Os termos técnicos entram com alguma facilidade no quotidiano das pessoas e nos nossos dicionários. É apenas uma questão de tempo e veremos aportuguesadas palavras como «Internet» ou «Blog». O mesmo não acontece com termos que tentam categorizar o comportamento humano, como é o caso de «gay».
Se houvesse um sinónimo na língua portuguesa que a substituísse correctamente, talvez não fosse tão difícil perceber porque é que a palavra não sofreu ainda um processo de hegemonização (uso e reconhecimento geral da palavra) e, consequentemente, o seu aportuguesamento (guei?).
Poder-se-ia afirmar que «homossexual» seria a versão mais correcta, em português, do anglicismo em causa. Mas basta olhar para o nosso código penal ou perceber em que contextos ela é usada diariamente para daí concluirmos que não é de todo a sua tradução mais feliz.
«Gay» chegou a Portugal, no final do século XX, com todo um percurso feito, primeiro no universo linguístico/cultural anglo-saxónico, depois exportado, sobretudo para as comunidades LGBT de todo o mundo. A palavra que, na sua génese, significava «alegre, de bom-humor; vistoso» (Dicionário Inglês-Português, Porto-Editora, 1997, pág. 353), começou a ter, pelo menos desde o século XIX, uma conotação sexual enquanto sinónimo de «prostitutos e prostitutas, pela forma vistosa como se vestiam».
Acarinhada e «positivada» pela literatura, sofrida na pele de quem se propôs ser activista de minorias sexuais, «gay» conquistou, lá fora e durante mais de um século, a dimensão de «bandeira lexical», em paralelo à de tecido multicolor. Chegou-nos, a nós portugueses, isenta de cargas negativas, à prova, portanto, de insultos e ignorância.
Sintomático da reacção à sua entrada na língua portuguesa é o facto de «gay» ser traduzido no dicionário supra referido apenas no seu significado original, quando ele parece estar também perfeitamente consolidado na língua inglesa como sinónimo de homossexualidade (no seu sentido mais lato). Se os dicionários simbolizam uma cultura, os portugueses excluem, portanto, uma parte significativa da sua riqueza.

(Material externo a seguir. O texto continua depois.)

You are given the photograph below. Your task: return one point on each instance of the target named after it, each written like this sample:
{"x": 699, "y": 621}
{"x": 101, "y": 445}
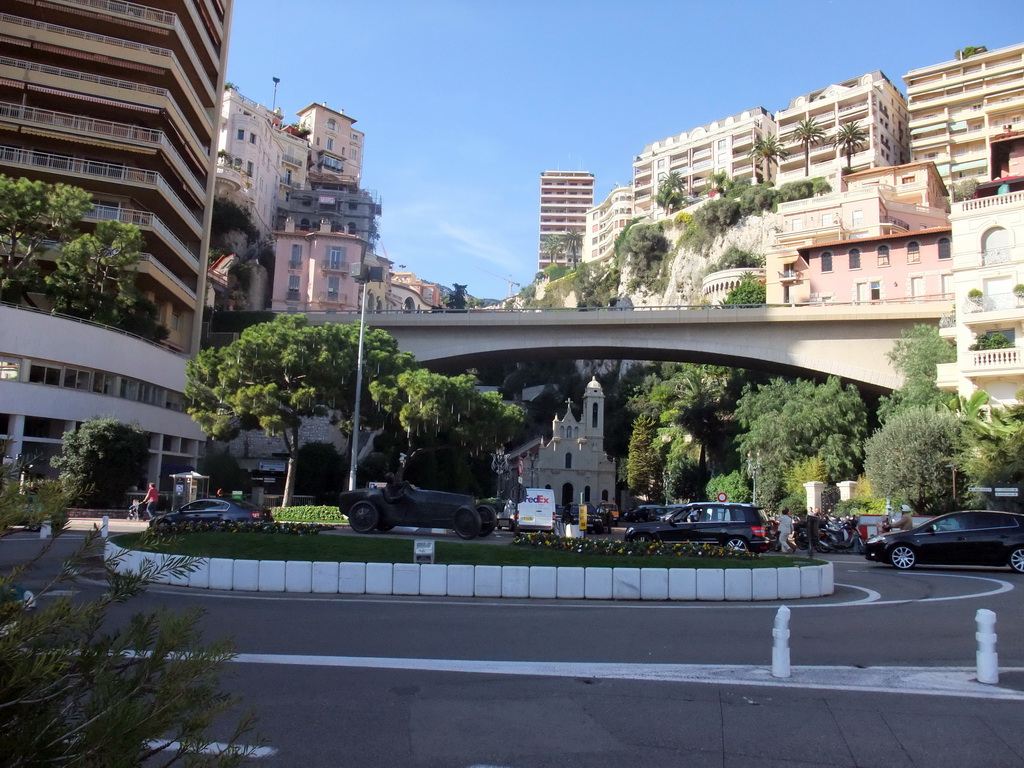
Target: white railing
{"x": 98, "y": 170}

Ao não incluir «gay», nem que seja nos «léxicos estrangeiros utilizados na língua falada e escrita», será que estamos dispostos a empreender a luta pela «positivação» das nossas próprias palavras: «bicha», «fufa» e tantos outros termos, actualmente pouco afectuosos? Será que o activismo sexual, em Portugal, tem condições para o fazer? Será que uma sociedade que caminha para a cada vez maior desigualdade entre ricos e pobres, entre letrados e analfabetos... tem condições para o fazer?

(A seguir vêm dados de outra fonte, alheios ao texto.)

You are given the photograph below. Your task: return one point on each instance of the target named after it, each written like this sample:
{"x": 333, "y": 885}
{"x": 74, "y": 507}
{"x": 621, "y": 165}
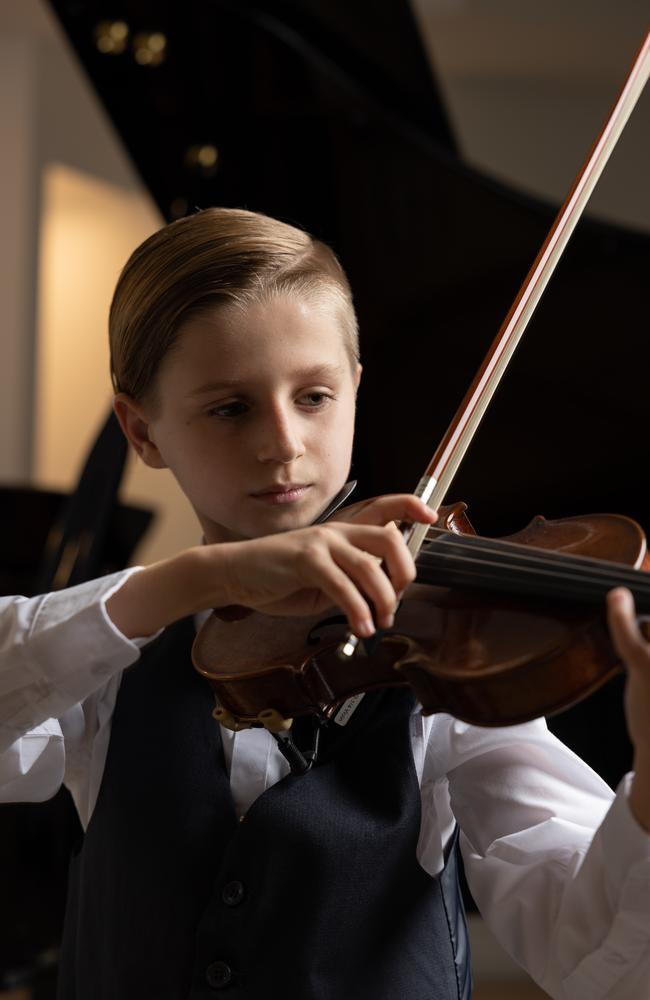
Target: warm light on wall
{"x": 88, "y": 230}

Tenho as maiores dúvidas e suponho que a única forma de «gay» entrar no nosso dicionário/cultura será por decreto. Uma espécie de «léxico preventivo», que em vez de esperar por transformações sociais que dificilmente terão lugar, aguardaria silenciosamente, nas páginas de um dicionário, o melhor momento para se entranhar.